Con l’approvazione della mozione di sfiducia, si apre in Spagna una fase politica inedita. Anzitutto Rajoy deve dare immediatamente le dimissioni al re Felipe VI e Sánchez, dice la Costituzione spagnola, si “intenderà incaricato” automaticamente dal Parlamento. Il re nominerà Sánchez capo del governo nei prossimi giorni (è il procedimento previsto per le mozioni di sfiducia “costruttive”, cioè quelle dove il vecchio capo del governo viene considerato destituito solo se c’è già una maggioranza che ne appoggia uno nuovo: in Italia non funziona così). Sánchez ha assicurato che è sua volontà convocare elezioni anticipate, ma non ha proposto alcuna data. L’ipotesi di elezioni anticipate era sostenuta anche da Ciudadanos, che per giorni aveva chiesto a Rajoy di dimettersi, scelta che avrebbe fatto decadere la mozione di censura. Ciudadanos, che però si era rifiutato di appoggiare la mozione di Sánchez, avrebbe voluto sfruttare i grandi consensi che gli attribuivano i sondaggi, alcuni dei quali lo davano come primo partito a livello nazionale.

Le questioni politiche che potrebbero aprirsi dopo la sfiducia a Rajoy sono principalmente due. La prima riguarda lo scontro interno al PP per la leadership. Diversi importanti dirigenti del PP, scrive la stampa spagnola, hanno chiesto che Rajoy si faccia da parte e che favorisca la nomina di un altro presidente di partito. Non è chiaro però cosa succederà, anche perché per il momento la direzione nazionale continua a difendere Rajoy, considerato la miglior garanzia all’unità del partito. La seconda questione riguarda il nuovo governo guidato dal PSOE, una forza politica che alle ultime elezioni ha ottenuto il 22 per cento dei voti e che oggi è stato appoggiato in Parlamento dagli indipendentisti catalani. Sánchez ha promesso loro di avviare un nuovo dialogo sullo status della Catalogna, una cosa che Rajoy di fatto si era rifiutato di fare, ma ha specificato che i negoziati dovranno rimanere all’interno delle regole stabilite dalla Costituzione spagnola e dallo Statuto di autonomia della Catalogna.

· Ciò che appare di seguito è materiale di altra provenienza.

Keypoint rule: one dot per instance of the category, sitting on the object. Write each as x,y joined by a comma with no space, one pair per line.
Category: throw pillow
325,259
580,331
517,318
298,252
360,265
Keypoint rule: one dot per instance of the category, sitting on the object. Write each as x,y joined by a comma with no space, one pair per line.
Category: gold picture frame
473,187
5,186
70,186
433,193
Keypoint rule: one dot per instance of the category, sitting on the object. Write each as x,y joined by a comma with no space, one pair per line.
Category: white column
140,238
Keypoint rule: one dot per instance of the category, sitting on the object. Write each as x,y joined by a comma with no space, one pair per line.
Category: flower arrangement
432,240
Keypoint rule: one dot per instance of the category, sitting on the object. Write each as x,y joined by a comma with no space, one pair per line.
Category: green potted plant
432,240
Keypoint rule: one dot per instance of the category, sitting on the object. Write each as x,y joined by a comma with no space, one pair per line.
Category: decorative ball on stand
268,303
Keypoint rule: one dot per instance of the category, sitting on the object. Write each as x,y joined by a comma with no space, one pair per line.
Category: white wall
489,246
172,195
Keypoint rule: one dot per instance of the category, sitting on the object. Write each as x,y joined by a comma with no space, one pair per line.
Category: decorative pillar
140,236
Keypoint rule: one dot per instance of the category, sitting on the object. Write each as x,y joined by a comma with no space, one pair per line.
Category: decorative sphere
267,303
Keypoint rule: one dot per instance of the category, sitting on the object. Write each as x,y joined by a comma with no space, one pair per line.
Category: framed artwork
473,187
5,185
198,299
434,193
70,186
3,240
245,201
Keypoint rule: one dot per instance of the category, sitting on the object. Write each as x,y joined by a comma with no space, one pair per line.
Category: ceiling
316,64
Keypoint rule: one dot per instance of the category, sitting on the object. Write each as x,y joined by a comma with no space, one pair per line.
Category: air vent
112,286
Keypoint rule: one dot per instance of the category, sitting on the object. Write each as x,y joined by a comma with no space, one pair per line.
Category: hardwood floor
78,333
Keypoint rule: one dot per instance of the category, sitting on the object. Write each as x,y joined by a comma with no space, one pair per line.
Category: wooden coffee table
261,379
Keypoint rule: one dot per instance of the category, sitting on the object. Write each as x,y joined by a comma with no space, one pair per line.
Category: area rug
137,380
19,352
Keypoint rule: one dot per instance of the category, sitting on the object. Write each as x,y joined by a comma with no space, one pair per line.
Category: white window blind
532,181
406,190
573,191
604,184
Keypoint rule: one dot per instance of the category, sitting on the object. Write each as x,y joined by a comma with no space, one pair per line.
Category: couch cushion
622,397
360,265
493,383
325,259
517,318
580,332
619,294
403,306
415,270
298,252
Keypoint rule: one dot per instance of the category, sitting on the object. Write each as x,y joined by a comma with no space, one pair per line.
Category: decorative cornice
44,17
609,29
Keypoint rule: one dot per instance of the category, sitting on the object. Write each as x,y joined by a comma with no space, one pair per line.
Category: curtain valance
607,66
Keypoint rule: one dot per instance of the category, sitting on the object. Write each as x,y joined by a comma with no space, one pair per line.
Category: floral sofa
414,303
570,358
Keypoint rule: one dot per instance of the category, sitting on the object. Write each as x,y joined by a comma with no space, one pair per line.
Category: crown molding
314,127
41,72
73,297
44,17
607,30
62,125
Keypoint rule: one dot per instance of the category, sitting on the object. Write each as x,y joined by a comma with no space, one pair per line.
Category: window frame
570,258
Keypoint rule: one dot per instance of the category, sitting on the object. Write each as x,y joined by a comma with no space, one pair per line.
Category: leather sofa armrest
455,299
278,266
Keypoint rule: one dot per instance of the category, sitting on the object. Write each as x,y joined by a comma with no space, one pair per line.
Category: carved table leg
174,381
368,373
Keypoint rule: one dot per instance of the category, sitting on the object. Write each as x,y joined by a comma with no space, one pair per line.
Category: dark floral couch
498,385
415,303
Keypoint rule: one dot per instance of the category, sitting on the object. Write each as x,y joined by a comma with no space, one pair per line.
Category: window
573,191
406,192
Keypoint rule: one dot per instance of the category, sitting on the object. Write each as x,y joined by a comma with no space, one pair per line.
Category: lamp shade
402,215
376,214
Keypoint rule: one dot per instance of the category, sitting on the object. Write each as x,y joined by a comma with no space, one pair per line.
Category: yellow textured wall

Poco dopo l’approvazione della mozione di sfiducia, Puigdemont ha scritto, riferendosi alla caduta di Rajoy: «Se fossimo gente che cerca vendetta, oggi potremmo già dirci soddisfatti. Ma visto che siamo gente di giustizia, non possiamo celebrare nulla. Abbiamo davanti una grande lotta e un lungo cammino per vincere le ingiustizie, che sono molte e persistenti».

Quella discussa oggi in Parlamento è la quarta mozione di sfiducia presentata contro un governo nella storia della Spagna dall’approvazione della Costituzione nel 1978, ed è la prima a essere approvata.